“She manipulates me!” Rand said softly, meeting Tam’s eyes. “And she manipulates you. Everyone ties their strings to me!”
The rage boiled inside. He tried to shove it back, but it was so difficult. Where was the ice, the quiet? Desperately, Rand sought the void. He tried pouring all of his emotions into the flame of a candle, as Tam had taught so long ago.
Saidin was waiting there. Without thought, Rand seized it, and in doing so was overwhelmed with those emotions he thought he’d abandoned. The void shattered, but somehow saidin remained, struggling against him. He screamed as the nausea hit him, and he threw his anger against it in defiance.
“Rand,” Tam said, frowning. “You should know better than—”
“BE SILENT!” Rand bellowed, throwing Tam to the floor with a flow of Air. Rand wrestled with his rage on one side and saidin on the other. They threatened to crush him between them.
This was why he needed to be strong. Couldn’t they see? How could a man laugh when confronted by forces like these?
“I am the Dragon Reborn!” Rand roared at saidin, at Tam, at Cadsuane, at the Creator himself. “I will not be your pawn!” He pointed at Tam with the access key. His father lay on the stone floor of the balcony. “You come from Cadsuane, pretending to show me affection. But you unwind another of her strings to tie about my throat!
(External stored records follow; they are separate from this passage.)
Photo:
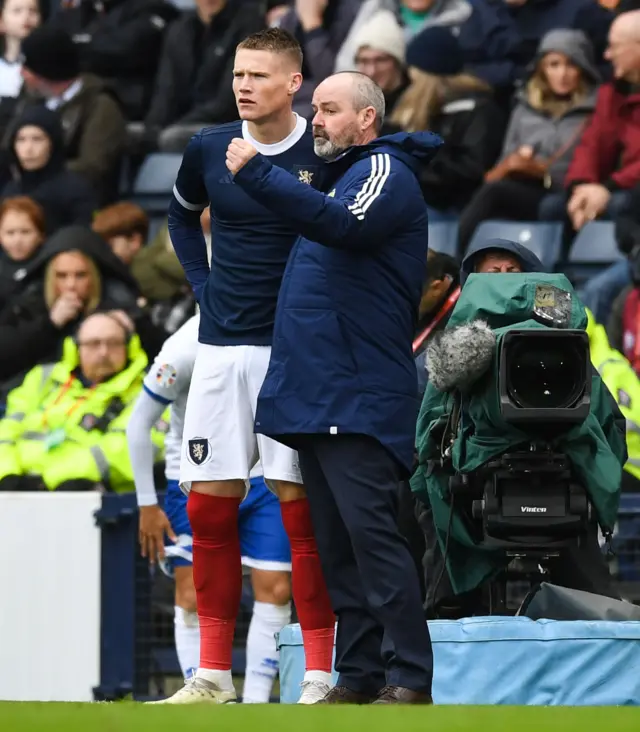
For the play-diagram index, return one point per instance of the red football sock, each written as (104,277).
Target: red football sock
(217,574)
(308,587)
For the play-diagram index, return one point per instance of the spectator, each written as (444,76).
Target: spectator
(77,275)
(535,18)
(545,127)
(433,94)
(193,84)
(623,322)
(17,19)
(413,16)
(22,232)
(606,162)
(457,106)
(622,381)
(439,296)
(321,27)
(92,122)
(485,31)
(125,227)
(39,171)
(120,40)
(65,425)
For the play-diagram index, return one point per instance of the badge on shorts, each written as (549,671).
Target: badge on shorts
(166,375)
(198,450)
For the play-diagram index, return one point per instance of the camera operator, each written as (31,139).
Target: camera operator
(579,567)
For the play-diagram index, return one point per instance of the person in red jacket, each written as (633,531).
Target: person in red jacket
(606,163)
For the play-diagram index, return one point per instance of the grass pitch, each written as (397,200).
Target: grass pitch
(132,717)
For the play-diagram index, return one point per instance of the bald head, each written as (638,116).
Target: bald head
(624,46)
(627,26)
(348,110)
(102,347)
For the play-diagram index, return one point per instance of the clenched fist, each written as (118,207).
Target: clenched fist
(239,153)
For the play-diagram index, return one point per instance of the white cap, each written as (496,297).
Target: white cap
(382,32)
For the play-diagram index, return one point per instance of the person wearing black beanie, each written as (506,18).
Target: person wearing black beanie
(51,54)
(459,107)
(94,127)
(66,197)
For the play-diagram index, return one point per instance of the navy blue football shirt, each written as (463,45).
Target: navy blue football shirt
(250,245)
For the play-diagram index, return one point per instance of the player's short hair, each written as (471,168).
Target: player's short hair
(274,40)
(121,219)
(366,93)
(441,265)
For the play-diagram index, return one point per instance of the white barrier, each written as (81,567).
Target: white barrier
(49,596)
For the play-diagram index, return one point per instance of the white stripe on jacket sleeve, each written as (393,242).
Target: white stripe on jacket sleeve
(372,188)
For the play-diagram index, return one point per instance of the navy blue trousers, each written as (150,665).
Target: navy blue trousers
(382,638)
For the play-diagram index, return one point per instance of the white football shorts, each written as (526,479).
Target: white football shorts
(218,440)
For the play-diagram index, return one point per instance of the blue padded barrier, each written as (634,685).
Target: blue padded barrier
(506,660)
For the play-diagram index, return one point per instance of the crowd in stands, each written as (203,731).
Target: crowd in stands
(538,103)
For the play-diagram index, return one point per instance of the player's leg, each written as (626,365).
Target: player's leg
(186,625)
(265,548)
(218,449)
(310,596)
(179,565)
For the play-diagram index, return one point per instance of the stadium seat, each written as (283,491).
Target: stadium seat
(154,182)
(593,249)
(544,239)
(443,237)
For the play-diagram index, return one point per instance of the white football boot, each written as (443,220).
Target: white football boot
(200,691)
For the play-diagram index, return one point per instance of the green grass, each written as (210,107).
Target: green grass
(131,717)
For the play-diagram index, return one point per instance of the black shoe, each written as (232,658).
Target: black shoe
(401,695)
(344,695)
Can I not be free of you all?”
He had lost control. But he didn’t care. They wanted him to feel. He would feel, then! They wanted him to laugh? He would laugh as they burned!
Screaming at them all, he wove threads of Air and Fire. Lews Therin howled in his head, saidin tried to destroy both of them, and the quiet voice inside Rand’s heart vanished.
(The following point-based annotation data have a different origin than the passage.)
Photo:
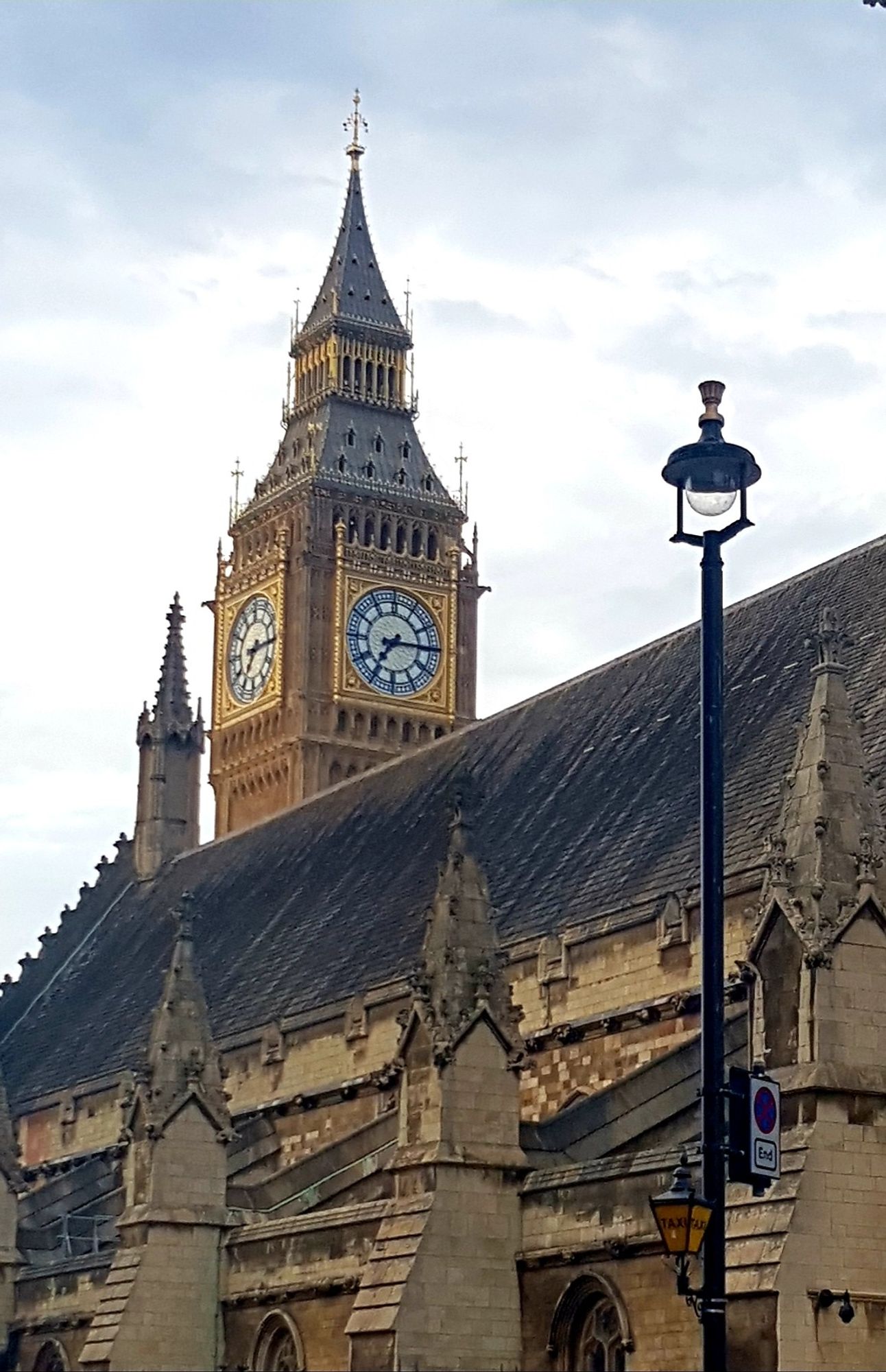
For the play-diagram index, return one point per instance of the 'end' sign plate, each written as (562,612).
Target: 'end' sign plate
(766,1128)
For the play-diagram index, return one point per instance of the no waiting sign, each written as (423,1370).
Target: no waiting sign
(766,1128)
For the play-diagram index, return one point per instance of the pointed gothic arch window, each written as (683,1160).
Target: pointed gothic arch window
(51,1358)
(590,1330)
(278,1345)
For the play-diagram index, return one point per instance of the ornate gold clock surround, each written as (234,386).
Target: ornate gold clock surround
(435,585)
(227,608)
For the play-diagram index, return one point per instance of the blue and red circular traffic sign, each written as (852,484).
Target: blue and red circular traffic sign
(766,1111)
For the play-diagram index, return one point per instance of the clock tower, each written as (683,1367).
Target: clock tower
(346,613)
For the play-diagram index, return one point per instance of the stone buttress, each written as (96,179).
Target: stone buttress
(441,1289)
(160,1307)
(821,1027)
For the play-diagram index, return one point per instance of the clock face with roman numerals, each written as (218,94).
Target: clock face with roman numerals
(393,641)
(252,650)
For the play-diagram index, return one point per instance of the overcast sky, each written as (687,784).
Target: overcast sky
(599,206)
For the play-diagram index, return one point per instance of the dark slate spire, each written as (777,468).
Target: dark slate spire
(353,290)
(173,703)
(171,742)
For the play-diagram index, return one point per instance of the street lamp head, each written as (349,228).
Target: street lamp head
(711,471)
(681,1216)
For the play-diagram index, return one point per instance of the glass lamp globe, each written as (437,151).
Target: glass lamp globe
(710,503)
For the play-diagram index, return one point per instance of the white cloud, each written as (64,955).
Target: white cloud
(593,216)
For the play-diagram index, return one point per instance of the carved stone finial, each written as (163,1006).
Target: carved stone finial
(182,1057)
(183,914)
(867,862)
(829,641)
(462,967)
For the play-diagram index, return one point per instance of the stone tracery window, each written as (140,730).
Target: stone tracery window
(599,1345)
(278,1345)
(51,1358)
(590,1329)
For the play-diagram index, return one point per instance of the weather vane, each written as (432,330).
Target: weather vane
(463,488)
(353,126)
(237,474)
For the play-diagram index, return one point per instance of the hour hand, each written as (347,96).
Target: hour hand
(387,644)
(263,643)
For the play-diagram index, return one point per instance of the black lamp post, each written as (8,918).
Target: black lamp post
(711,474)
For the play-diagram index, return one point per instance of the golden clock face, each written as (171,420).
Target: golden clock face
(252,650)
(393,641)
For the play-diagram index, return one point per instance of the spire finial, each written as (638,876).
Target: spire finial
(463,489)
(353,126)
(172,692)
(829,641)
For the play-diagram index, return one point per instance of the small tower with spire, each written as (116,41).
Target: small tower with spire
(824,921)
(171,742)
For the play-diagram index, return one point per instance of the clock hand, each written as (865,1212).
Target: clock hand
(387,644)
(264,643)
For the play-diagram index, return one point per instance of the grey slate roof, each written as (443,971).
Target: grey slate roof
(353,278)
(367,470)
(589,806)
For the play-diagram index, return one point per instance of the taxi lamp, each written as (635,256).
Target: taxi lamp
(682,1220)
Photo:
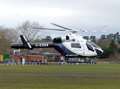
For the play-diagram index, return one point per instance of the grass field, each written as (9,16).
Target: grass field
(102,76)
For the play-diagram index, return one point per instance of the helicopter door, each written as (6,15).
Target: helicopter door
(76,47)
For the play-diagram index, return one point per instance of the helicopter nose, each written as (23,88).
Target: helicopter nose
(99,52)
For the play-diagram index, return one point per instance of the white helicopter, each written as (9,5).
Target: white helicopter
(72,45)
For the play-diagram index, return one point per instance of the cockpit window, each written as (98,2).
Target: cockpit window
(90,47)
(75,45)
(93,44)
(67,38)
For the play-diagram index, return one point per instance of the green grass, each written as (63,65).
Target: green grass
(102,76)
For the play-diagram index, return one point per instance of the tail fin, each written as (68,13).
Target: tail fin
(25,42)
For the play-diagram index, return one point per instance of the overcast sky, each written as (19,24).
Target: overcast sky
(95,16)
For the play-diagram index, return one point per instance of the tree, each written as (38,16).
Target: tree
(4,43)
(26,30)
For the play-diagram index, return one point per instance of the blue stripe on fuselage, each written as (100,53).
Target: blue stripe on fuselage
(63,50)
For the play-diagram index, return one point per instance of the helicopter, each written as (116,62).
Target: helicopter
(70,46)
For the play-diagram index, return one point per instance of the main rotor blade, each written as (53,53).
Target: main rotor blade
(61,26)
(41,28)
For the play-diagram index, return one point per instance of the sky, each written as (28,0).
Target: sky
(96,17)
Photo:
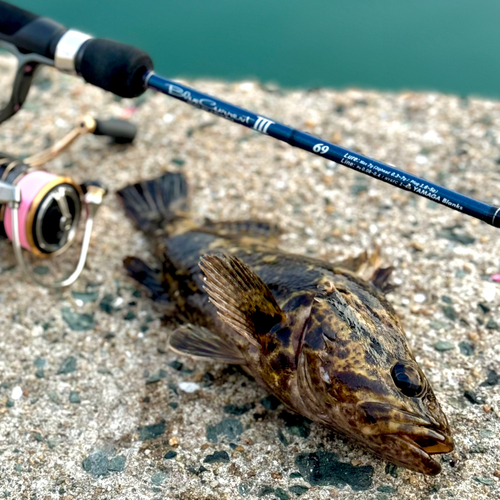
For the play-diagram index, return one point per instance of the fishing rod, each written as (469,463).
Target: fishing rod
(128,72)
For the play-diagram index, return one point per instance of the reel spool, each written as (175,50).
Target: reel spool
(40,212)
(49,211)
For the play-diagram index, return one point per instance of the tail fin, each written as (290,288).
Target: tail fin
(151,204)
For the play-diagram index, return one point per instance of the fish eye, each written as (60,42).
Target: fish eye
(407,379)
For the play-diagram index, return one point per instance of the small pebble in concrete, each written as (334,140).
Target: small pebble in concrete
(231,428)
(77,322)
(298,489)
(238,409)
(67,366)
(217,457)
(17,393)
(189,386)
(74,397)
(444,345)
(466,348)
(151,431)
(159,478)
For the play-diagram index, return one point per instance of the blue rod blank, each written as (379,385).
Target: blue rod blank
(386,173)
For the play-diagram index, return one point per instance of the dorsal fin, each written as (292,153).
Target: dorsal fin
(200,342)
(258,229)
(242,299)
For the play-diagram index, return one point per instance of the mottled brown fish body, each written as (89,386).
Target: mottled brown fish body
(324,341)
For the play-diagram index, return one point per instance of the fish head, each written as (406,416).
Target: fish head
(356,373)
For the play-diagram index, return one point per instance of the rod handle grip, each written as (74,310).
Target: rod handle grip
(113,66)
(28,32)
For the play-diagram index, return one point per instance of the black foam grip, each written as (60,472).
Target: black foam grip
(121,131)
(13,18)
(29,32)
(113,66)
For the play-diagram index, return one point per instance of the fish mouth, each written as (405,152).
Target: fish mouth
(415,452)
(406,439)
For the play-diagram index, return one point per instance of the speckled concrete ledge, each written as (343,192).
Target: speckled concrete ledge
(91,405)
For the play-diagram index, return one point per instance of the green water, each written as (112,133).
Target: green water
(452,46)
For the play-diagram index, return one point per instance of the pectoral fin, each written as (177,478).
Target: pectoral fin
(199,342)
(242,299)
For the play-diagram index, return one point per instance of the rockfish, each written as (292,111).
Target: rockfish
(322,339)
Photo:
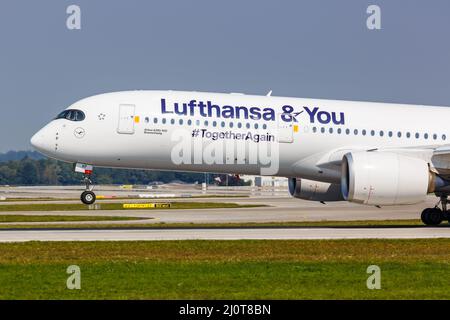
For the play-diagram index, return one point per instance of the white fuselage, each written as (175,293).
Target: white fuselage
(142,129)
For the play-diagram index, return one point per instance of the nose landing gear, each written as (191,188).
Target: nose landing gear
(434,216)
(88,196)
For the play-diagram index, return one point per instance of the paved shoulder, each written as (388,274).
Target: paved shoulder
(223,234)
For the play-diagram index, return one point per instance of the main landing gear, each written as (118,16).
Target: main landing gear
(434,216)
(88,197)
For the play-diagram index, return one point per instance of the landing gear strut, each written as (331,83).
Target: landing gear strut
(434,216)
(88,197)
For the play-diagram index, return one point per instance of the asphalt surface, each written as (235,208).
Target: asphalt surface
(224,234)
(279,208)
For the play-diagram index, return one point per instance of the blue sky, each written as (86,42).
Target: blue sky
(317,49)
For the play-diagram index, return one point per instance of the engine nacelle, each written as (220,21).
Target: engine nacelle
(383,178)
(314,190)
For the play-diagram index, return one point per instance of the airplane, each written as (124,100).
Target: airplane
(369,153)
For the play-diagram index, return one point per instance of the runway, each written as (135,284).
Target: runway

A prick of light grew in front of Rand, sprouting from the center of the access key. The weaves for balefire spun before him, and the access key grew brighter as he drew in more power.
By that light, Rand saw his father’s face, looking up at him.
Terrified.
What am I doing?
Rand began to shake, the balefire unraveling before he had time to loose it. He stumbled backward in horror.
What am I DOING? Rand thought again.
No more than I’ve done before, Lews Therin whispered.
Tam continued to stare at him, face shadowed by the night.
Oh, Light, Rand thought with terror, shock and rage. I am doing it again. I am a monster.
Still holding tenuously to saidin, Rand wove a gateway to Ebou Dar, then ducked through, fleeing from the horror in Tam’s eyes.
CHAPTER 48
Reading the Commentary
Min sat in Cadsuane’s small room, waiting—with the others—to hear the result of Rand’s meeting with his father. A low fire burned in the fireplace and lamps at each corner of the room lent light to the women, who worked at various busying activities—embroidery, darning, and knitting—to keep their minds off of the wait.
Min was past regretting her decision to make an alliance with Cadsuane. Regret had come early, during the first few days when Cadsuane had kept Min close, asking after every viewing she had had about Rand. The woman was meticulous as a Brown, writing down each vision and answer. It was like being in the White Tower, again!
Min wasn’t certain why Nynaeve’s submission to Cadsuane had given the woman license to interrogate Min, but that was how Cadsuane seemed to interpret it. Mix that with Min’s discomfort around Rand lately and her own desire to figure out just what Cadsuane and the Wise Ones were planning, and she seemed to spend practically all of her time in the woman’s presence.
Yes, regret had come and gone. Min had moved on to resignation, tinged with a hint of frustration. Cadsuane knew quite a bit about the material Min was studying in her books, but the woman doled out her knowledge like cloudberry jam, a little reward for good behavior, always hinting that there was more to come. That kept Min from fleeing.
She had to find the answers. Rand needed them.
With that thought in mind, Min leaned back on her cushioned bench and reopened her current book, a work by Sajius that was simply titled Commentary on the Dragon. One line in it teased at her, a sentence mostly ignored by those who had written commentary. He shall hold a blade of light in his hands, and the three shall be one.
The commentators felt it was too vague compared with other passages, like Rand taking the Stone or Rand’s blood being spilled on the rocks of Shayol Ghul.
She tried not to think about that last one. The important thing was that ma
ny of the prophecies—with a little consideration and thought—generally made sense. Even the lines about Rand being marked by the Dragons and the Herons made sense, looking at it now.